The agentic AI findings carry a related lesson for how the industry frames automation to buyers. Ninety-six percent acceptance that agentic AI has some role sounds like consensus until the data is examined: buyers are evenly split on whether that role is optimization or replacement of the auction model, and the trust-building priorities they name, visibility and explainability, rank above the guardrails and audit trails vendors have tended to market as the primary safety feature.

Timeline

  • May 2025: IAB releases its 2025 Digital Video Ad Spend and Strategy report, projecting 86 percent of buyers would adopt generative AI for video creative by 2026
  • August 5, 2025: IAB Tech Lab's CTV Ad Ops Workshop identifies standardization gaps across shoppable formats, live event delivery, and creative tracking
  • February 20 to March 13, 2026: Advertiser Perceptions fields the quantitative survey underlying the full report, drawing responses from 360 verified digital video decision-makers
  • April 2026: IAB Europe publishes its detailed guide to programmatic CTV, flagging CPM as an unreliable value proxy in the format
  • May 2026: IAB publishes Part One of the 2026 Digital Video Ad Spend and Strategy Report, establishing that U.S. digital video ad spend would surpass $80 billion this year
  • May 7, 2026: DoubleVerify's 2026 Global Insights report documents a 140 percent rise in CTV fraud schemes during the first quarter of the year
  • June 15, 2026: Fox Corporation agrees to acquire Roku for approximately $22 billion, citing combined live sports and streaming distribution scale
  • June 22, 2026: Samsung Ads introduces remote-based, in-stream commerce on Samsung TV Plus
  • July 9, 2026: Jamloop publishes survey findings showing only a third of marketers fully trust platform-reported CTV performance claims
  • July 14, 2026: IAB, Advertiser Perceptions, and Guideline publish the 2026 Digital Video Ad Spend and Strategy Full Report

Summary

Who: The Interactive Advertising Bureau, in partnership with Advertiser Perceptions and Guideline, surveyed 360 verified U.S. digital video ad spend decision-makers, split between brand marketers and agencies, at companies spending at least $1 million annually on advertising.
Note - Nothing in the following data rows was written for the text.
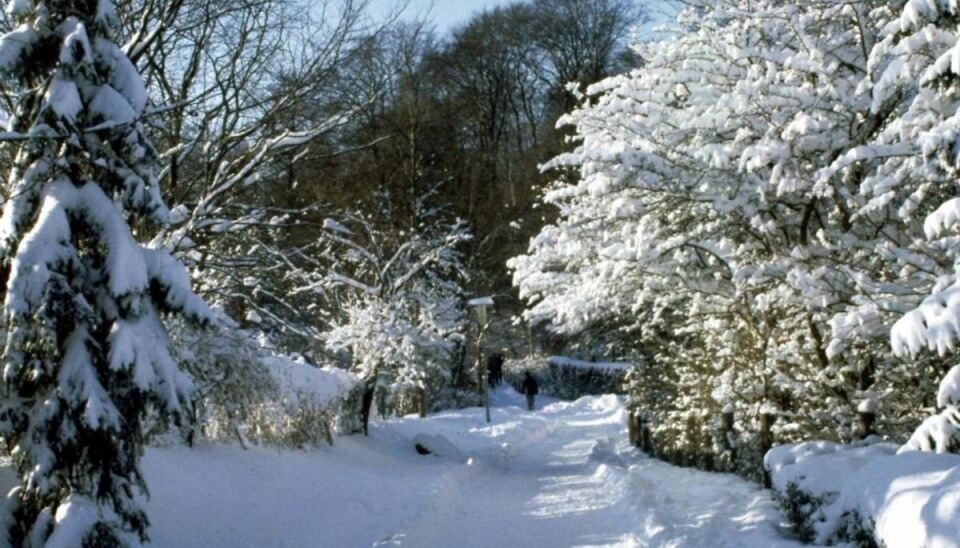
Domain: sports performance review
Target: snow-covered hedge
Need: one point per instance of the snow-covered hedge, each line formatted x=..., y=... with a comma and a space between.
x=307, y=404
x=247, y=392
x=868, y=493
What: The 2026 Digital Video Ad Spend and Strategy Full Report finds that fewer than 60 percent of buyers have high confidence in CTV inventory transparency even within the most trusted buying methods, that targeting capabilities have overtaken content quality as the top spending criterion, that 96 percent of buyers see a role for agentic AI without agreeing on what that role is, and that generative AI adoption for video creative has climbed to 62 percent of buyers, up from 51 percent a year earlier.

When: The survey was fielded between February 20 and March 13, 2026, and the full report was published today, July 14, 2026, following Part One of the study in May 2026.

Where: The research covers the U.S. digital video advertising market, spanning connected TV, social video, and online video formats.

Why: The findings matter because digital video spend is projected to exceed $80 billion in 2026 and now represents more than 60 percent of total U.S. TV and video ad spend, meaning the transparency, targeting, and trust gaps the report documents apply to a majority of the television and video advertising economy rather than a marginal corner of it.